Another thing that threw me off was the constant jumping around. One chapter Valentina would be telling Emily about her sister’s marriage, and then the next she’d be talking about her own step kids. A chapter later, she’d be back to her sister… or her aunt, or her childhood. I felt like I was getting jerked around quite a bit, and it made the story a bit hard to follow at times. I had to spend way too much time piecing the story together for myself than I would have liked.

That aside, I’m not entirely certain what the point of the story was. There didn’t seem to be a theme, moral, or even explanation of why Valentina was telling this story to Emily. There was no discernable plot.

This book did do some things right however; The main character, Valentina, had a very strong Latina voice that was both authentic and entertaining. I live on the border of Texas/Mexico, and I’d dare to say that a lot of the Mexican women I know have the same brash, outgoing personality and sensibility that I found in Valentina. (I mean that in the most positive of ways) Sometimes I found her voice rude and crass, but by the same token, Valentina sometimes found our American ways baffling and absurd, it’s just a difference of culture, and it was interesting to get that kind of perspective on America and to compare the differences.

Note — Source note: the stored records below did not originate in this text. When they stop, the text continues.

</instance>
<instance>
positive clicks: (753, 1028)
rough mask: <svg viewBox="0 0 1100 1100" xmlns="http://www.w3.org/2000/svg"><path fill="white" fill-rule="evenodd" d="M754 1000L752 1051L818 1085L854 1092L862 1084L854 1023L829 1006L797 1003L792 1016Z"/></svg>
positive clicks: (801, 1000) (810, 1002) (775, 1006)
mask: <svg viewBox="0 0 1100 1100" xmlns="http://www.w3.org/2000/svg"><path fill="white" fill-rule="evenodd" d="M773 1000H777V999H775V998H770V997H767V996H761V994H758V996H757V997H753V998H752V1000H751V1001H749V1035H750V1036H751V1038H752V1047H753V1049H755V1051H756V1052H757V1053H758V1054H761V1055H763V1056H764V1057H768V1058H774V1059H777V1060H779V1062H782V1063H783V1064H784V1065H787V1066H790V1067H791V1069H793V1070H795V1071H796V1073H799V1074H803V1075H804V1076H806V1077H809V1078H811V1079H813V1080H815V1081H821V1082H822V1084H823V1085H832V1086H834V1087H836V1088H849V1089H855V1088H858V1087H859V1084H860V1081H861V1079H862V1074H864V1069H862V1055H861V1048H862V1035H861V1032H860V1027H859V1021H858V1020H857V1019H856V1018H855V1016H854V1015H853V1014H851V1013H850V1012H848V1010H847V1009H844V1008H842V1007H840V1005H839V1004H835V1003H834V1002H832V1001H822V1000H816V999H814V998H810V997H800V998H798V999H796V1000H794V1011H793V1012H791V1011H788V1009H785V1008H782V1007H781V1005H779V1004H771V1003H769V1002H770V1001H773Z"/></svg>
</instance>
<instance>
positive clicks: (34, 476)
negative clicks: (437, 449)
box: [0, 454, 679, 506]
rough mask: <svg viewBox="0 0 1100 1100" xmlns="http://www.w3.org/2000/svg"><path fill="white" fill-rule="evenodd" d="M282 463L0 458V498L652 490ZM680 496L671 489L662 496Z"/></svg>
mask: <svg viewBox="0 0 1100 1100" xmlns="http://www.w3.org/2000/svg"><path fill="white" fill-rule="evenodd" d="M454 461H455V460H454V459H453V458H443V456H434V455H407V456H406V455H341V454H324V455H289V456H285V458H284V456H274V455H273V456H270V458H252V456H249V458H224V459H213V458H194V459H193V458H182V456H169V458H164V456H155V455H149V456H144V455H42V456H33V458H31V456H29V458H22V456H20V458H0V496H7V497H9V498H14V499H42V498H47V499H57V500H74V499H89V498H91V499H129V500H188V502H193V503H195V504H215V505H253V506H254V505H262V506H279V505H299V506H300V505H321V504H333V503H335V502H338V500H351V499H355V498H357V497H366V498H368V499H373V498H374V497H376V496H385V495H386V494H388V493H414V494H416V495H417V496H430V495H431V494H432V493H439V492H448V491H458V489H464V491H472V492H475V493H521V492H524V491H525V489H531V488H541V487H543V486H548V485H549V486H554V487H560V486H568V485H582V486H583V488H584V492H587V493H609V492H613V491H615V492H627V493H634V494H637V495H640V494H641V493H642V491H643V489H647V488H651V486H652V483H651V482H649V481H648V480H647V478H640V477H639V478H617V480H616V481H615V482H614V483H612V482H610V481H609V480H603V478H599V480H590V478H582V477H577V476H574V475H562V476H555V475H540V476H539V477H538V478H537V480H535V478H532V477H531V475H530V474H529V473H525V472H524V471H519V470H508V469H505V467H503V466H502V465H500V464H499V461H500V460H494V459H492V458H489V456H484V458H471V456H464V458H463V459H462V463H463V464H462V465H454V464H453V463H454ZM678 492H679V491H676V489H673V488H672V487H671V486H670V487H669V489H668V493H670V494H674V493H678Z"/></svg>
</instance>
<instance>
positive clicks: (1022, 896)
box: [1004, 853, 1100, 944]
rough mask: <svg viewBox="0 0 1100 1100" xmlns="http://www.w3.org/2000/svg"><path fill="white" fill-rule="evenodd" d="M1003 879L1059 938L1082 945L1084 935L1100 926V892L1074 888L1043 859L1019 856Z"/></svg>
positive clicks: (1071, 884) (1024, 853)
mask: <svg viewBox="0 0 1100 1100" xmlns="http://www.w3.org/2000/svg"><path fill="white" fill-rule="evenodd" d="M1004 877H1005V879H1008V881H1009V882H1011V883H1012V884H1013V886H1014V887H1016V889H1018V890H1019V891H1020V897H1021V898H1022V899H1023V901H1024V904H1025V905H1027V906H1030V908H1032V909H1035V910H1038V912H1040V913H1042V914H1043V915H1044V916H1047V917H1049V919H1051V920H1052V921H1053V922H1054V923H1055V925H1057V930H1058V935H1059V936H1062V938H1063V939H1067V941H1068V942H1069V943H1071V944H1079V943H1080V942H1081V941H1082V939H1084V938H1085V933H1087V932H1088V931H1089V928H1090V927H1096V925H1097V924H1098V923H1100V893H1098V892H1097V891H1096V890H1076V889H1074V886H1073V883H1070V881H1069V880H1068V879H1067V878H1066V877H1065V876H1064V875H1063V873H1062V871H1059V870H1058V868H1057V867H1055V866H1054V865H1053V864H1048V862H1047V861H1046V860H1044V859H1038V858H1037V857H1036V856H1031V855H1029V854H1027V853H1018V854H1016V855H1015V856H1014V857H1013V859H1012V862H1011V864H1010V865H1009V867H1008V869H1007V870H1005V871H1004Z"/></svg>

Did I enjoy the book? Meh… it was all right. I sometimes found the stories Valentina told entertaining, but there were a lot of them that never seemed complete. I do think Valentina as a character was well written and well voiced, but in the end I’m not sure it was the type of book I normally would have picked up off the shelves. The way in which it was written (jumping all over the place, and being told with very little active narrative) made it hard for me to enjoy and follow a long. Still, it wasn’t a bad book, just very confusing. Overall, I consider it a mixed bag, some of it was done really well, and some of it wasn’t. I’d recommend it to anyone who enjoys quirky, humorous memoirs, or who may enjoy different cultural perspectives given in a South American, female voice. It was certainly an interesting read.